The model officially called the North Carolina Energy Scenario Economic Impact Model, or NC-ESEIM, first appeared in 2005, according to the peer review. Last year, Appalachian State researchers used it to measure the economic impact of 31 policy options designed to reduce greenhouse gas emissions. Advocates target these emissions as a source of global warming.
“Unfortunately, the model has serious flaws that undermine its ability to forecast how changes in energy policy will impact wages, Gross State Product, and the number of jobs in North Carolina,” according to report author Jonathan Haughton. Haughton is senior economist for the Beacon Hill Institute, founded in 1991 as the research arm of the Department of Economics at Boston’s Suffolk University. Haughton is an associate professor of economics at Suffolk with an economics Ph.D. from Harvard University. “The model is so flawed that its results are not credible,” he wrote in his peer review.
The first major problem with the Appalachian State study is its lack of transparency. The university’s Energy Center refused to provide access to its data when the Locke Foundation’s Carolina Journal requested it. “Our comments are based on secondary sources, as we did not have direct access to the model or the underlying code,” Haughton wrote.
Apart from the “lack of documentation and public access to the model,” the Beacon Hill Institute peer review identifies several major flaws. The model uses a “multiplier analysis” that’s inappropriate for an economy such as North Carolina’s that has low unemployment. The model does not address correctly the impact of changing electricity prices tied to proposed energy policy changes. Plus the model uses assertions about investment that are “too optimistic” and assumptions about energy costs that are “implausible.”
The incorrect use of the “multiplier analysis” leads to a questionable claim that new climate change policies would increase state employment by 23,500 jobs per year, according to the Beacon Hill Institute report. “In an economy with full employment, hiring someone for a new job essentially means bidding someone away from another job,” Haughton wrote. “For the full multiplier effects to apply, one would have to assume that the state were in perpetual recession though 2020.”

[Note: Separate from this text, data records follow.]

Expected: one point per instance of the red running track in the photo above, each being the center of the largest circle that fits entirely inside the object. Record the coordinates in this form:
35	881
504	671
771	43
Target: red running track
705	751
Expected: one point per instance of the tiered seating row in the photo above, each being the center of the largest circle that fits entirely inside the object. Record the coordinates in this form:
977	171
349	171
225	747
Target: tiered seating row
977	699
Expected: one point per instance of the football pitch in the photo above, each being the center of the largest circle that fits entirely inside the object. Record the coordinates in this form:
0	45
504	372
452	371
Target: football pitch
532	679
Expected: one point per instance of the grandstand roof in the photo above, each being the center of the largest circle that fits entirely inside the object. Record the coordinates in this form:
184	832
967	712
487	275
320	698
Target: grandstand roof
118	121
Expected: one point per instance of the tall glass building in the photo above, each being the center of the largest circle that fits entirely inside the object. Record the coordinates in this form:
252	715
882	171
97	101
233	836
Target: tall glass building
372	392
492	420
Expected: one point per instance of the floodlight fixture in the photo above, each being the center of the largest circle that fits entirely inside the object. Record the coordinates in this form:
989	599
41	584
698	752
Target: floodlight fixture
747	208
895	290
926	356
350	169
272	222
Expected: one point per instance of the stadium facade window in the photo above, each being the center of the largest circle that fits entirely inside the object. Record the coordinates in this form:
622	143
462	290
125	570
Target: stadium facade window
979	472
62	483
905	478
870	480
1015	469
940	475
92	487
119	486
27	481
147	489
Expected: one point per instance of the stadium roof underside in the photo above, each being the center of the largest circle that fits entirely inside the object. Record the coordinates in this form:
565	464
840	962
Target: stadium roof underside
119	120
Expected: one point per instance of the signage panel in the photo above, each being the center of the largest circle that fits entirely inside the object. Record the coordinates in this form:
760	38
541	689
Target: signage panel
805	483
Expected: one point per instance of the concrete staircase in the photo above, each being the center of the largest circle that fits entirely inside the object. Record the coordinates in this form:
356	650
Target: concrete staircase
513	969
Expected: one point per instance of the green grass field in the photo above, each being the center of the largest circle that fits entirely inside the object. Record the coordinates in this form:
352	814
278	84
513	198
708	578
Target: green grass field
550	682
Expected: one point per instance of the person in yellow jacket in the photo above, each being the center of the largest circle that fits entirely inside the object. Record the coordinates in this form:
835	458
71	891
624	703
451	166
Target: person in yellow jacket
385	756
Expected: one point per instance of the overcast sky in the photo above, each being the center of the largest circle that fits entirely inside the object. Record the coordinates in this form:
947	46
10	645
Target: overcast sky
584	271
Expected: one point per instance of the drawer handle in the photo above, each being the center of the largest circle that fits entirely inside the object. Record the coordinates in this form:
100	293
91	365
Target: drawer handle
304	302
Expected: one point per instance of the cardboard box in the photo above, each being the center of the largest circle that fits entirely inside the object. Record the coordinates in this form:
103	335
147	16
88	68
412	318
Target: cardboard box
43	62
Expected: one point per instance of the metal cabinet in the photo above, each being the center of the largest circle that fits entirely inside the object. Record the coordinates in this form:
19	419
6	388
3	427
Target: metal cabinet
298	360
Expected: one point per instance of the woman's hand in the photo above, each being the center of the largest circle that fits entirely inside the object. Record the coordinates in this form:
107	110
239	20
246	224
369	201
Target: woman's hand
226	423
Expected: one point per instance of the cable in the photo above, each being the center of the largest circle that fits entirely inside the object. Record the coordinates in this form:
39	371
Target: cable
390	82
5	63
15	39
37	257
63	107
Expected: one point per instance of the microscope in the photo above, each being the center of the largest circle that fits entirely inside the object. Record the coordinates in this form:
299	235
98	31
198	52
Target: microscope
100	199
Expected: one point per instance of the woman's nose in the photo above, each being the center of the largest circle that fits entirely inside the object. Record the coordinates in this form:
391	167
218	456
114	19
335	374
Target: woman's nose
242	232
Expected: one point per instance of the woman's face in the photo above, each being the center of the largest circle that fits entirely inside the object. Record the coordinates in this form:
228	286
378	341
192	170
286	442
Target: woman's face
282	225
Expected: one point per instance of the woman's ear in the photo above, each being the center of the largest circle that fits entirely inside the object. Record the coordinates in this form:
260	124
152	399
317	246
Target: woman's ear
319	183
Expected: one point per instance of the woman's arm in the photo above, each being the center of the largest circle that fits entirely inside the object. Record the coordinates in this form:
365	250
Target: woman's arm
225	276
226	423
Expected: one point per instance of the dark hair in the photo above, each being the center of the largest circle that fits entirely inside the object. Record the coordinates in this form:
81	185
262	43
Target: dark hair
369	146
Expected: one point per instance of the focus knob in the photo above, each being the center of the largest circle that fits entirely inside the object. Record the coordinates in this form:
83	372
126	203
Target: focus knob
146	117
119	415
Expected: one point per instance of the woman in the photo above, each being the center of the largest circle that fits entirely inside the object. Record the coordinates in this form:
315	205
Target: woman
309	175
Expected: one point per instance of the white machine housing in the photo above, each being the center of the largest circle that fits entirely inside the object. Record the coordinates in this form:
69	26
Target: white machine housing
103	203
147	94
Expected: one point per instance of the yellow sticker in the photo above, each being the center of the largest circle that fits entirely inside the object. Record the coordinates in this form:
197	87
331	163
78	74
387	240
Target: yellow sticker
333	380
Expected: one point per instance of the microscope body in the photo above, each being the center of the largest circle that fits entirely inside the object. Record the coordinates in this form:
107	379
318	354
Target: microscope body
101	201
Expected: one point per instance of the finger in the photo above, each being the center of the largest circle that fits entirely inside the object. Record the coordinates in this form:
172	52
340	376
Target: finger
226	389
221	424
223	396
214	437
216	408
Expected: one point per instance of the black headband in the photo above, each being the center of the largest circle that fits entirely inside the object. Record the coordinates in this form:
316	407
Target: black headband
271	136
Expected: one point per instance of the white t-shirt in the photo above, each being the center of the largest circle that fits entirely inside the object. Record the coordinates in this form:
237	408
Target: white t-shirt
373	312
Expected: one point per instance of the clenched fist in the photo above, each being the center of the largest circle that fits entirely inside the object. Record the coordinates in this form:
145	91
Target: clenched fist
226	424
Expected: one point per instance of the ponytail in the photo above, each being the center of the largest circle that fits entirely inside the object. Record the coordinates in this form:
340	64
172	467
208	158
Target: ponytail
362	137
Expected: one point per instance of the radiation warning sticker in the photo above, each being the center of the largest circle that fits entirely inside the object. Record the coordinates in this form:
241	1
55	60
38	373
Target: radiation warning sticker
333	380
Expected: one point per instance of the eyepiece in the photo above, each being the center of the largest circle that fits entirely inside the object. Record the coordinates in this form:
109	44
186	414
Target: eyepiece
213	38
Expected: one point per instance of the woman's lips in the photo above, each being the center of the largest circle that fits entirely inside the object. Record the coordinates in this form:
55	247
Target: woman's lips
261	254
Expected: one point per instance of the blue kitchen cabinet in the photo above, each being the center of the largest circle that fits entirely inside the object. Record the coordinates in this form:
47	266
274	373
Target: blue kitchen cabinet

“This is Economics 101,” Cordato said. “It’s testimony to the fact that the Appalachian State Energy Center report lists no trained economists among its principal authors.”
Cordato also draws attention to another finding that defies logic. “The Energy Center contends that North Carolina’s economy — measured in Gross State Product — will rise when electricity is produced with greater inefficiency or expense,” he said. “In other words, the Appalachian State University report says more expensive energy will somehow lead to more jobs. The peer review is correct when it labels this idea ‘nonsensical.’ Sound economics and common sense tell us that higher energy prices do not create more jobs.”
Overall, the results tied to the NC-ESEIM are “not compelling,” according to the Beacon Hill Institute assessment. “We are just beginning the great debate about the extent to which, and how, state governments should pursue policies to reduce greenhouse gas emissions,” Haughton wrote. “Appropriate formal models to measure the economic impact of such policies will have an important role to play in this process, but it is essential that such models be credible and testable. The NC-ESEIM model falls short of this standard.”